Thursday, September 04, 2014

APS copy crisis; who's fault is it? Marty Esquivel owns a good bit of it personally.

The Journal reports, link; APS teachers will be strictly limited in the number of copies they can make even for the most justifiable of reasons.  From the report we glean;

  • "Somebody" in the leadership of the APS decided that the shortage in APS operational dollars was going to be addressed by 'limiting printer and copy machine usage in an effort to “keep down costs'”
  • (The leadership of the APS) did not have figures on how much the district expects to save.
Operational dollars are the dollars spent educating students as opposed to the dollars spent on capital improvements like building outrageously expense school buildings.

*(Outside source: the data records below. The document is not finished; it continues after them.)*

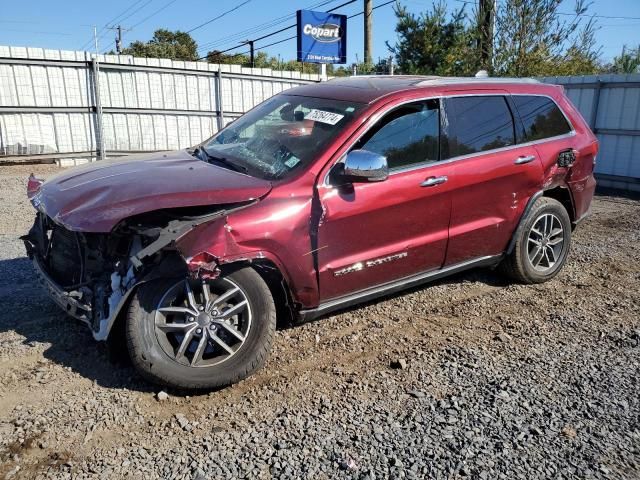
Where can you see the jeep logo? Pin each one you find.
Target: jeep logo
(327, 33)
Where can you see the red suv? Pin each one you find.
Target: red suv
(321, 197)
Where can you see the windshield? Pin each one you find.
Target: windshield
(282, 135)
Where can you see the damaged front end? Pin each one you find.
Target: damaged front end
(92, 275)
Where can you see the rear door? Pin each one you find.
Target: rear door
(374, 233)
(493, 177)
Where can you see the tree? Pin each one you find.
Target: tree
(533, 39)
(431, 44)
(627, 62)
(165, 44)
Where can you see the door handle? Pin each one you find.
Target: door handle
(524, 159)
(432, 181)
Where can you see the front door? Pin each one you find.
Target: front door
(375, 233)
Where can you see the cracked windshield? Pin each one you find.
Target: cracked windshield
(280, 136)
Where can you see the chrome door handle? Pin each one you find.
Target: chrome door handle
(431, 181)
(522, 160)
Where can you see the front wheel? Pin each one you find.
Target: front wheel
(201, 334)
(542, 243)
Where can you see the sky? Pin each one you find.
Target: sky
(68, 24)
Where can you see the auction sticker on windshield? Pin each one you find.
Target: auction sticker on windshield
(321, 116)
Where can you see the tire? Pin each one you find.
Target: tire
(155, 345)
(519, 264)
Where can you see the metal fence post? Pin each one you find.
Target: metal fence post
(595, 106)
(98, 109)
(218, 80)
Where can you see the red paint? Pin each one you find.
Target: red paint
(95, 197)
(473, 214)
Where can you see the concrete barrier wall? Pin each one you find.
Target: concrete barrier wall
(611, 106)
(75, 106)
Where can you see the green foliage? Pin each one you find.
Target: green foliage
(531, 38)
(165, 44)
(627, 62)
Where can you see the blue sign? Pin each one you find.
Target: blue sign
(322, 37)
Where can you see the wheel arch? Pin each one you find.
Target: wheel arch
(563, 195)
(276, 279)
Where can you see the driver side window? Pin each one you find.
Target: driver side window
(406, 136)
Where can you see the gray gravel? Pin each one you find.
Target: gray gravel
(471, 377)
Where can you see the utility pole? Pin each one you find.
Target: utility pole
(486, 18)
(368, 30)
(119, 31)
(251, 52)
(119, 40)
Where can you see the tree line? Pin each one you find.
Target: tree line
(530, 38)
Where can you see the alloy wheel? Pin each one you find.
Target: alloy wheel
(202, 324)
(545, 242)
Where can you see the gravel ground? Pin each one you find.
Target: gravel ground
(469, 377)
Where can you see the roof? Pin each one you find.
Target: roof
(368, 88)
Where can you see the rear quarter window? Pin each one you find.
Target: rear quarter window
(541, 117)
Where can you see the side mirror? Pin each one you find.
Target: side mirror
(362, 166)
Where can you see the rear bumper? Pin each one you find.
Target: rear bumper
(68, 301)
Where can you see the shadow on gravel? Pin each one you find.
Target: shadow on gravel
(28, 311)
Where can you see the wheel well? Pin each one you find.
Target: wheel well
(562, 195)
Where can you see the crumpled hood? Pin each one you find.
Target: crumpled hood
(95, 197)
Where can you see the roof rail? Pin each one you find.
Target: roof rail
(448, 80)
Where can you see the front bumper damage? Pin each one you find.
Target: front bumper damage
(72, 303)
(105, 287)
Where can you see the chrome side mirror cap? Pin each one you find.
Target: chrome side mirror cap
(363, 166)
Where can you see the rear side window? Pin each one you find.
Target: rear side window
(541, 117)
(407, 135)
(475, 124)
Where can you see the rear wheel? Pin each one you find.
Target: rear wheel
(542, 243)
(201, 334)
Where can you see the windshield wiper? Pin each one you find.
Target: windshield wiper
(224, 161)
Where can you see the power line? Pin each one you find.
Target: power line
(219, 16)
(166, 5)
(110, 22)
(258, 28)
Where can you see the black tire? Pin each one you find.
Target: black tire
(517, 264)
(156, 365)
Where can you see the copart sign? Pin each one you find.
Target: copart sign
(322, 37)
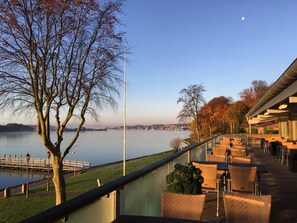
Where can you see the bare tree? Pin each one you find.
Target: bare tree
(192, 99)
(59, 59)
(175, 144)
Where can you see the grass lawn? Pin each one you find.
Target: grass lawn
(18, 208)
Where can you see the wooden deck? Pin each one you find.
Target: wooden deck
(280, 182)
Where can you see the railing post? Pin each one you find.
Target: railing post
(189, 156)
(117, 203)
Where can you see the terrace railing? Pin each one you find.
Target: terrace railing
(138, 193)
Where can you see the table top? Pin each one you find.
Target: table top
(224, 165)
(150, 219)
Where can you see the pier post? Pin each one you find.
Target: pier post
(6, 193)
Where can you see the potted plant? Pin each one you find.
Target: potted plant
(183, 198)
(185, 179)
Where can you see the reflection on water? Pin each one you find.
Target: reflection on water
(10, 178)
(95, 147)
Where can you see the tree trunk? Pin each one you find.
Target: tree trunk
(58, 180)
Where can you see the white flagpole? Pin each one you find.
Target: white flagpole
(124, 136)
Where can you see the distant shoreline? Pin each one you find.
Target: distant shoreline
(15, 127)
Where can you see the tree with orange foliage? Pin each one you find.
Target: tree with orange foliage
(213, 114)
(192, 99)
(236, 116)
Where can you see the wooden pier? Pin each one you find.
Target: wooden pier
(40, 164)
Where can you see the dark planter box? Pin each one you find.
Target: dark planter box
(293, 160)
(273, 148)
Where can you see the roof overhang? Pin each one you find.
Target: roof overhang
(283, 91)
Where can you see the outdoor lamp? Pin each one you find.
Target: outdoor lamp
(28, 157)
(282, 106)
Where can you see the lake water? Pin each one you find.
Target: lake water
(95, 147)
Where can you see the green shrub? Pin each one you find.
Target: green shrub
(185, 179)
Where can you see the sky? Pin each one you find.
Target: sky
(222, 44)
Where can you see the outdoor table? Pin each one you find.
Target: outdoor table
(225, 167)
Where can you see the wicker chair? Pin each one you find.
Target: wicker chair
(241, 159)
(216, 158)
(211, 180)
(247, 208)
(183, 206)
(238, 152)
(243, 179)
(218, 151)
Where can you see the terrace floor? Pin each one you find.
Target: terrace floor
(280, 182)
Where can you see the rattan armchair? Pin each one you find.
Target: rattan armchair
(241, 159)
(216, 158)
(247, 208)
(183, 206)
(219, 151)
(242, 179)
(211, 180)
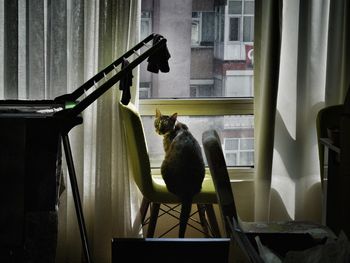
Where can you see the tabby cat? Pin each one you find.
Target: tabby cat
(183, 166)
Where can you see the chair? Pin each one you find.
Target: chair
(281, 236)
(154, 190)
(170, 250)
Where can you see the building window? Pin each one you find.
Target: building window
(220, 23)
(202, 29)
(146, 24)
(239, 151)
(145, 90)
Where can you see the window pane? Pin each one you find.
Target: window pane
(246, 158)
(197, 125)
(234, 29)
(247, 144)
(248, 29)
(231, 144)
(235, 7)
(195, 39)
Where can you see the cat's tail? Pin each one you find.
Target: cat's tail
(186, 206)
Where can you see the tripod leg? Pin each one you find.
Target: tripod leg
(76, 197)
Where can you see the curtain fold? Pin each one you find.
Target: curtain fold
(49, 48)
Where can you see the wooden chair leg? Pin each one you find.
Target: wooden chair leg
(153, 219)
(143, 209)
(202, 218)
(212, 220)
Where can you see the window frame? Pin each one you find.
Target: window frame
(241, 18)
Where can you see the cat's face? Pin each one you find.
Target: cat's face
(164, 123)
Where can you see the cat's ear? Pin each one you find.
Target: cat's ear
(174, 116)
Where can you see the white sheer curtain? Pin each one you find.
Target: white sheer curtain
(49, 48)
(309, 53)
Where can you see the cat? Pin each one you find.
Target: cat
(183, 167)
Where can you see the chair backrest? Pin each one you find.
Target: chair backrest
(218, 169)
(137, 148)
(328, 117)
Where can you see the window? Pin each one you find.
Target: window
(207, 89)
(241, 17)
(145, 90)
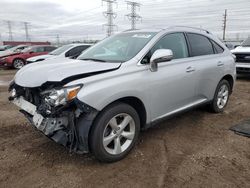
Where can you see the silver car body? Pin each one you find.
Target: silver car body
(242, 54)
(178, 84)
(50, 57)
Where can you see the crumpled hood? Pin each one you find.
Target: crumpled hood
(34, 75)
(48, 56)
(241, 49)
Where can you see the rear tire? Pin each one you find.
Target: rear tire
(221, 97)
(114, 132)
(18, 63)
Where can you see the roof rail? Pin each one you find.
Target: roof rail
(196, 28)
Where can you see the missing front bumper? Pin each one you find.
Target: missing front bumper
(71, 129)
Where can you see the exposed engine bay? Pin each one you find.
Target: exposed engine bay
(57, 113)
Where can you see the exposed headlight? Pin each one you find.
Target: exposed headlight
(3, 59)
(56, 97)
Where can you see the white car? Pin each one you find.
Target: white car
(242, 54)
(70, 50)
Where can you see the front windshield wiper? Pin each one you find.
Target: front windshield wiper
(93, 59)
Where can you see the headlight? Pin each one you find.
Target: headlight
(3, 59)
(56, 97)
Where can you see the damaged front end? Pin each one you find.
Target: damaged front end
(56, 112)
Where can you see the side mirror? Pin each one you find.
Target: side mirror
(159, 56)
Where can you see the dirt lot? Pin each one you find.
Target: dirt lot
(195, 149)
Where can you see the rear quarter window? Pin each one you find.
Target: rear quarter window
(199, 45)
(217, 48)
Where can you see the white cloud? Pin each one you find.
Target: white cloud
(79, 19)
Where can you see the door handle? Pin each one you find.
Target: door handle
(220, 64)
(190, 69)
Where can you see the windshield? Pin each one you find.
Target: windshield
(246, 42)
(60, 50)
(119, 48)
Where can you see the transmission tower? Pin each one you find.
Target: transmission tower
(133, 16)
(224, 25)
(110, 15)
(10, 30)
(58, 40)
(26, 31)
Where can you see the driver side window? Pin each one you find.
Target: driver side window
(175, 42)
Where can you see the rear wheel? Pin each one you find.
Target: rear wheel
(18, 63)
(221, 96)
(114, 132)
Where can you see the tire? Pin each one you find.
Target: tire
(118, 123)
(221, 97)
(18, 63)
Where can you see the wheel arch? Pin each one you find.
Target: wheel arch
(230, 80)
(137, 104)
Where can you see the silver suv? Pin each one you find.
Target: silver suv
(125, 83)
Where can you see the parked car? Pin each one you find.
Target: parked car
(124, 84)
(70, 50)
(14, 50)
(17, 61)
(242, 54)
(5, 47)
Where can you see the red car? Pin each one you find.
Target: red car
(17, 61)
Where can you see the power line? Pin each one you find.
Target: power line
(133, 16)
(57, 39)
(110, 15)
(26, 31)
(10, 30)
(224, 24)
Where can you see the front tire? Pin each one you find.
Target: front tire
(221, 97)
(115, 132)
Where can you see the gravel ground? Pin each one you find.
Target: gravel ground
(194, 149)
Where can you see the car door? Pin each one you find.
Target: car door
(172, 87)
(209, 63)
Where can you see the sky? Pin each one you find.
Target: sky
(83, 19)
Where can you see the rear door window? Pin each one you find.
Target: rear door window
(199, 45)
(217, 48)
(175, 42)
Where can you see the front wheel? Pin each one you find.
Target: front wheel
(18, 63)
(221, 97)
(114, 132)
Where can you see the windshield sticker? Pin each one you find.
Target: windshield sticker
(145, 36)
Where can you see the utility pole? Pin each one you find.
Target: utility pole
(133, 16)
(10, 30)
(57, 40)
(110, 15)
(224, 25)
(26, 31)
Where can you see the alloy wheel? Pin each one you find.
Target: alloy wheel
(119, 134)
(222, 96)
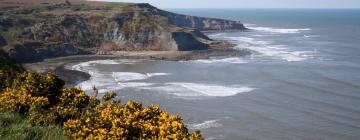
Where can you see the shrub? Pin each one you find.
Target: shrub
(42, 101)
(111, 120)
(32, 92)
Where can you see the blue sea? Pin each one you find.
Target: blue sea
(301, 82)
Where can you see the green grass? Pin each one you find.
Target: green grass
(15, 127)
(117, 4)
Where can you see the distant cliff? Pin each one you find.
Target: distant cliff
(43, 30)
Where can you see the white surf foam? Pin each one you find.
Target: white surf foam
(196, 89)
(205, 125)
(275, 30)
(133, 76)
(232, 60)
(128, 76)
(267, 48)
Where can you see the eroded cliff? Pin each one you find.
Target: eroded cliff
(44, 30)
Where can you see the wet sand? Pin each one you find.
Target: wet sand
(57, 65)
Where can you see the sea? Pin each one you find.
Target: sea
(302, 81)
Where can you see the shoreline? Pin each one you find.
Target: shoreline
(72, 77)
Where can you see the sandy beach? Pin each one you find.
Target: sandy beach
(57, 65)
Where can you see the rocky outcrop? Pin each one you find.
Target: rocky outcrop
(203, 24)
(35, 51)
(72, 29)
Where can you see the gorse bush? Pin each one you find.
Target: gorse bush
(42, 101)
(8, 71)
(111, 120)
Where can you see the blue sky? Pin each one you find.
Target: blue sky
(249, 3)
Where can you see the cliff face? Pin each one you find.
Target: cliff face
(59, 29)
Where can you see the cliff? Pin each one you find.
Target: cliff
(34, 30)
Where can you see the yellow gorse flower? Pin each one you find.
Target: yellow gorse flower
(44, 100)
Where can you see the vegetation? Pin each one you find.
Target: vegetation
(36, 106)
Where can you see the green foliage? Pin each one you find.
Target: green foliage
(15, 127)
(41, 103)
(8, 71)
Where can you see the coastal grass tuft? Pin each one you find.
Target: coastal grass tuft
(14, 126)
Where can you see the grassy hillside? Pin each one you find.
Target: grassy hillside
(36, 106)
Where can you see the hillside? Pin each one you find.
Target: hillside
(32, 30)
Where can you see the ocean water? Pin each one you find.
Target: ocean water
(301, 82)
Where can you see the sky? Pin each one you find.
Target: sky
(248, 3)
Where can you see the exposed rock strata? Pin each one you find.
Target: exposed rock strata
(53, 30)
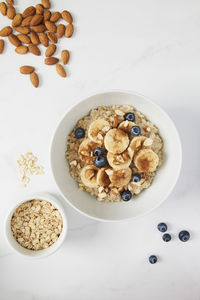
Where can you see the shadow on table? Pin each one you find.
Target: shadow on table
(187, 123)
(80, 227)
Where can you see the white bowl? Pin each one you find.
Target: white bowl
(44, 252)
(149, 199)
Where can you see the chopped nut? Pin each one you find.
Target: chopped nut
(119, 112)
(73, 163)
(115, 121)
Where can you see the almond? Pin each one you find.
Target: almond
(37, 19)
(65, 56)
(29, 11)
(52, 37)
(24, 38)
(67, 16)
(69, 30)
(34, 79)
(17, 20)
(39, 28)
(26, 69)
(21, 50)
(50, 50)
(34, 49)
(11, 13)
(46, 3)
(27, 21)
(13, 39)
(47, 15)
(10, 2)
(5, 31)
(3, 8)
(60, 70)
(50, 26)
(44, 39)
(39, 9)
(34, 38)
(22, 29)
(1, 46)
(60, 30)
(55, 17)
(51, 60)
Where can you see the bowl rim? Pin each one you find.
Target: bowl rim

The need to keep down costs is indisputable.  The need to do it by limiting the number of copies teachers can make is most disputable.  It is the product of a poor decision making process.  It is such bad solution; it is going to be rescinded. 
update; the policy was rescinded the following day.

I have often pointed to the accumulation of teaching experience in the APS; nearly 100,000 years.  I have pointed out just as often that despite their experience, expertise, training and education, they have no seat at the table where decisions are made.

Had teachers participated in the process that created the copy crisis, they would have nipped the idea in the bud; for the very same reasons that it is going to be repealed.

APS' decision making process is to blame.  The process is flawed because the people with the most expertise and experience are not part of it. 

So how is Marty Esquivel to blame for the copy crisis?  

Assume for the sake of argument; all the reasonable cuts have been made; all the administrative dead wood has been trimmed and copies really do need to be limited.  If not for Esquivel et al, there would still be a bunch of money in the pot.

If it were not for the cost is no object legal defense of APS School Board Member Marty Esquivel's ego, there would still be more than enough money left to cover the costs of whatever number of copies teachers need to do their jobs.  I write "more than enough"; that is my impression.  As usual, the relevant data is missing.  The APS spokesperson said she didn't have figures.  Why not?

Did she not wonder and ask, how much money would be saved by making teachers lives more difficult and less effective?  Why didn't Journal reporter Jon Swedien ask her to find the figures and email them to him before deadline?

Maybe they don't even have a figure.  Maybe someone just to decided to limit copies and see what shook out when teachers, students or parents started paying the tab.  The deliberate absence of truth, invites speculation.

Speaking of figures you won't find; the number of dollars being spent in litigation in defense of Marty Esquivel's ego.  Those are of course operational dollars as well; the same dollars that there aren't enough of, to make the copies teachers need to teach.

Esquivel and the school board members who enable him have already encumbered nearly $750K.  Because he and Winston Brooks, Monica Armenta, Rigo Chavez, current and past board members and even the recently fired APS chief of police Steve Tellez have an unlimited budget for litigation, and because they can spend it with no real oversight, they will spend 1.25M operational dollars  before they finally loose in a federal court of appeals.

How many copies would one and quarter million dollars buy?

And that's just the litigation around my complaints.  It's a pittance compared to the rest of the litigation that is going on and has gone on, in efforts to except superintendents and school board members from accountability to the law.

The Journal could investigate and report upon the dollars spend on unjustifiable legal defenses for APS big wigs, but they won't.